Keep other management consistent- When a study is designed to test a particular product or practice, it’s important to keep all other factors between those treatments equal. For example, if you were to plant multiple varieties or hybrids in a field that adds another factor that could affect yield if the goal is to evaluate the efficacy of a fungicide or seed treatment. Testing multiple effects in one trial requires advanced statistical design and analysis.

Identify the most representative field on your farm- The most useful data for your farm will be collected on fields that are representative of most of the acres you farm. If you farm 400 acres of upper prairie and timber soils and 50 acres of bottom ground, trials placed in the river bottoms may not be representative of the soils most of your crops are grown on. Additionally identifying a location within a field that does not encompass end rows, timber effects, or drainage issues will give you the most useable data.

At the end of the season, the analysis of the data can be as simple or complex as you make it. Excel has simple platforms to perform easy analyses of data using paired T-Tests to compare treatments. Don’t always stop with yield. Take it a step further depending on what you are testing. Pull an SCN sample, submit a soil health sample and see how your practices are influencing these metrics over time. There is so much that can be evaluated without a tremendous amount of additional work.

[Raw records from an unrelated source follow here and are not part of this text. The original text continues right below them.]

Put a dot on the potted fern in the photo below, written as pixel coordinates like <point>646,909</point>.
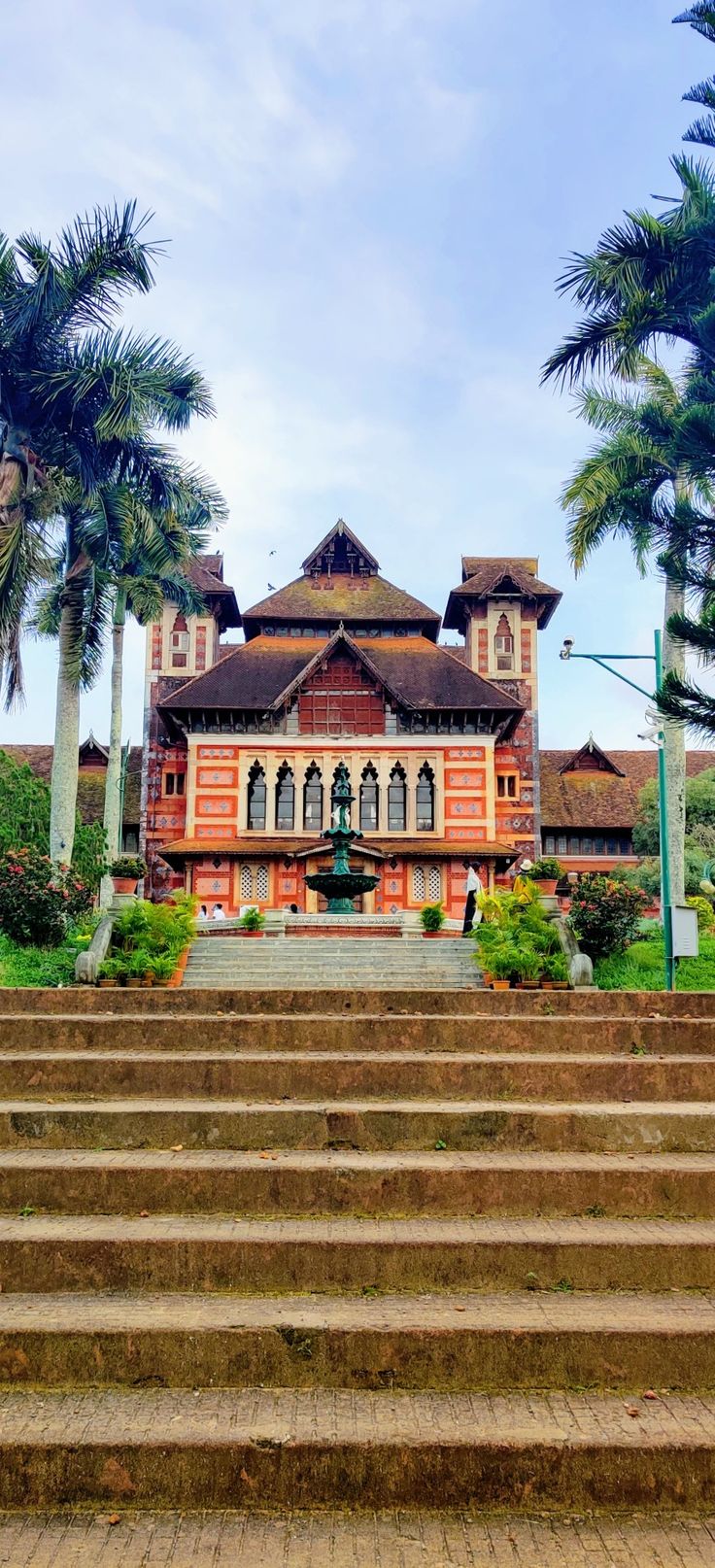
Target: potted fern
<point>431,916</point>
<point>125,872</point>
<point>546,873</point>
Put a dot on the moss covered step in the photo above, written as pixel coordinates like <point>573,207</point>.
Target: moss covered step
<point>640,1126</point>
<point>248,1256</point>
<point>482,1343</point>
<point>357,1182</point>
<point>174,1448</point>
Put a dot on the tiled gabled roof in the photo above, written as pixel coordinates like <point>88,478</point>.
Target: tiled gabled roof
<point>602,800</point>
<point>259,674</point>
<point>493,574</point>
<point>329,599</point>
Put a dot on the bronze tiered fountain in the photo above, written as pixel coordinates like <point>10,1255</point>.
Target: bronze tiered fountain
<point>341,886</point>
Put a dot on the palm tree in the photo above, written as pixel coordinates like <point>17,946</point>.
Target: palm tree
<point>81,406</point>
<point>646,482</point>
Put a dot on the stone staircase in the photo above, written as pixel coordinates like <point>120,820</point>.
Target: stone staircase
<point>349,962</point>
<point>447,1261</point>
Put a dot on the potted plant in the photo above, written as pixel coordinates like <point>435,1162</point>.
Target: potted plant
<point>125,872</point>
<point>109,972</point>
<point>502,962</point>
<point>556,972</point>
<point>528,968</point>
<point>546,873</point>
<point>163,967</point>
<point>431,916</point>
<point>253,922</point>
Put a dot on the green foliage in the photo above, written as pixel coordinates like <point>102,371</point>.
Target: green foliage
<point>641,968</point>
<point>605,913</point>
<point>38,903</point>
<point>127,866</point>
<point>706,913</point>
<point>515,937</point>
<point>25,820</point>
<point>546,869</point>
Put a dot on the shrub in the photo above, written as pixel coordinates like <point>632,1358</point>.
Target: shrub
<point>605,913</point>
<point>38,902</point>
<point>129,866</point>
<point>546,869</point>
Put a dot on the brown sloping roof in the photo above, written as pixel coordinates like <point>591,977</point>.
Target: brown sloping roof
<point>602,800</point>
<point>206,572</point>
<point>257,674</point>
<point>483,574</point>
<point>89,781</point>
<point>358,600</point>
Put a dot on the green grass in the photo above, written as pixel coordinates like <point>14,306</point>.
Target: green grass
<point>41,967</point>
<point>640,968</point>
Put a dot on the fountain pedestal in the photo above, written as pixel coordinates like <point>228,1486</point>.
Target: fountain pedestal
<point>341,886</point>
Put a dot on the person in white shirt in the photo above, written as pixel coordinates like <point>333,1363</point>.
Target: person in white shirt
<point>472,889</point>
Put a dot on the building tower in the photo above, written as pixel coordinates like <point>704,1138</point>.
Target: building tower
<point>499,607</point>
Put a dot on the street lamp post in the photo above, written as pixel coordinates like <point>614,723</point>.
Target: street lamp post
<point>665,883</point>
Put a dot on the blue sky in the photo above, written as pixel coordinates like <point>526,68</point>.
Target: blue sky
<point>367,204</point>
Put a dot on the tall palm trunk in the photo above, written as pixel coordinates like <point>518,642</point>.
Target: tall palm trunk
<point>64,756</point>
<point>673,733</point>
<point>112,816</point>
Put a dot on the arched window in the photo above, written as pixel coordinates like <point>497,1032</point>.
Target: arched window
<point>255,799</point>
<point>313,799</point>
<point>426,799</point>
<point>369,800</point>
<point>284,799</point>
<point>434,885</point>
<point>503,645</point>
<point>179,643</point>
<point>397,800</point>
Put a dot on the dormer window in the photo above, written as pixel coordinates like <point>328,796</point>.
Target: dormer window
<point>179,643</point>
<point>503,645</point>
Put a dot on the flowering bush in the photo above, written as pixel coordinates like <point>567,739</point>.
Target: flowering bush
<point>605,913</point>
<point>38,902</point>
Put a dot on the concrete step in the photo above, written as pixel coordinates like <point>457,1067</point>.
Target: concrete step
<point>248,1256</point>
<point>304,1448</point>
<point>358,1034</point>
<point>395,1539</point>
<point>640,1126</point>
<point>306,1076</point>
<point>480,1343</point>
<point>347,1182</point>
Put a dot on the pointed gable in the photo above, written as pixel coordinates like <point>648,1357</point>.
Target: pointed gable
<point>592,759</point>
<point>341,551</point>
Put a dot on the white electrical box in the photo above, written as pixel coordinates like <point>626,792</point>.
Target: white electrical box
<point>684,932</point>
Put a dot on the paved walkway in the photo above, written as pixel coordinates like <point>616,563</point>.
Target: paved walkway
<point>334,1540</point>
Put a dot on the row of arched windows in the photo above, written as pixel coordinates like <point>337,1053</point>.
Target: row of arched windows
<point>369,803</point>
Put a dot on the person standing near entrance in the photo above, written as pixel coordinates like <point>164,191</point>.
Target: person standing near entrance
<point>472,889</point>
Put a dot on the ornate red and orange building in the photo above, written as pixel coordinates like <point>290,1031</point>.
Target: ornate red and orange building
<point>242,740</point>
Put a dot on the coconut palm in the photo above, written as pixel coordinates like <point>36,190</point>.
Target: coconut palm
<point>81,406</point>
<point>650,480</point>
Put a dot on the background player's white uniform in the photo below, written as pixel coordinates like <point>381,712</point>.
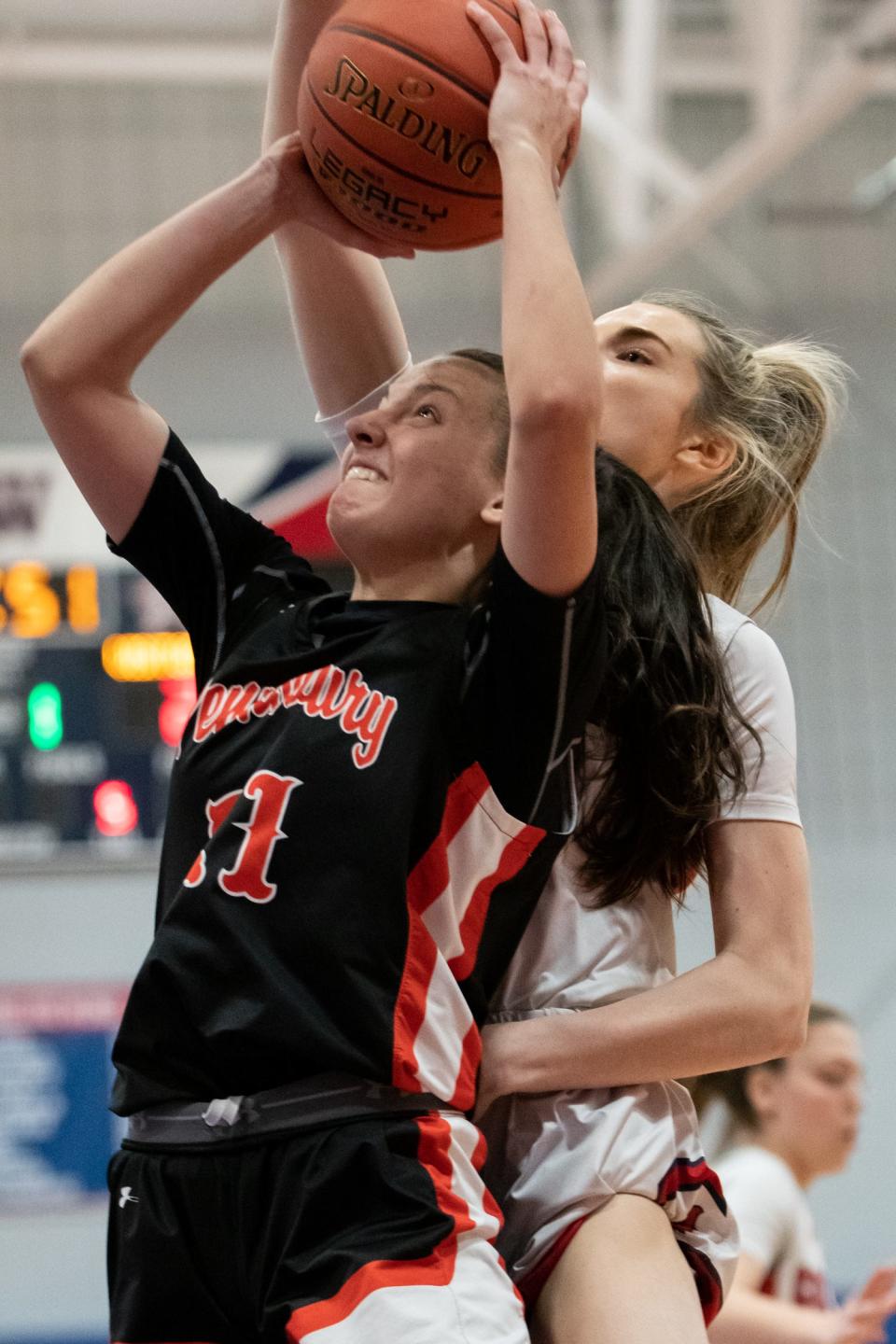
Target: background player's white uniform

Additionally, contact your local extension office to help if needed. If you aren’t already conducting research on your farm, or perhaps want to improve the quality of the data collected, the University of Missouri Strip Trial Program is an excellent resource for farmers in Missouri.

Reach out to me at Missouri Soybeans at any time and I would be happy to help you work through your results or talk through a trial design. On-farm research is a useful tool and high-quality data makes it valuable for future decision-making.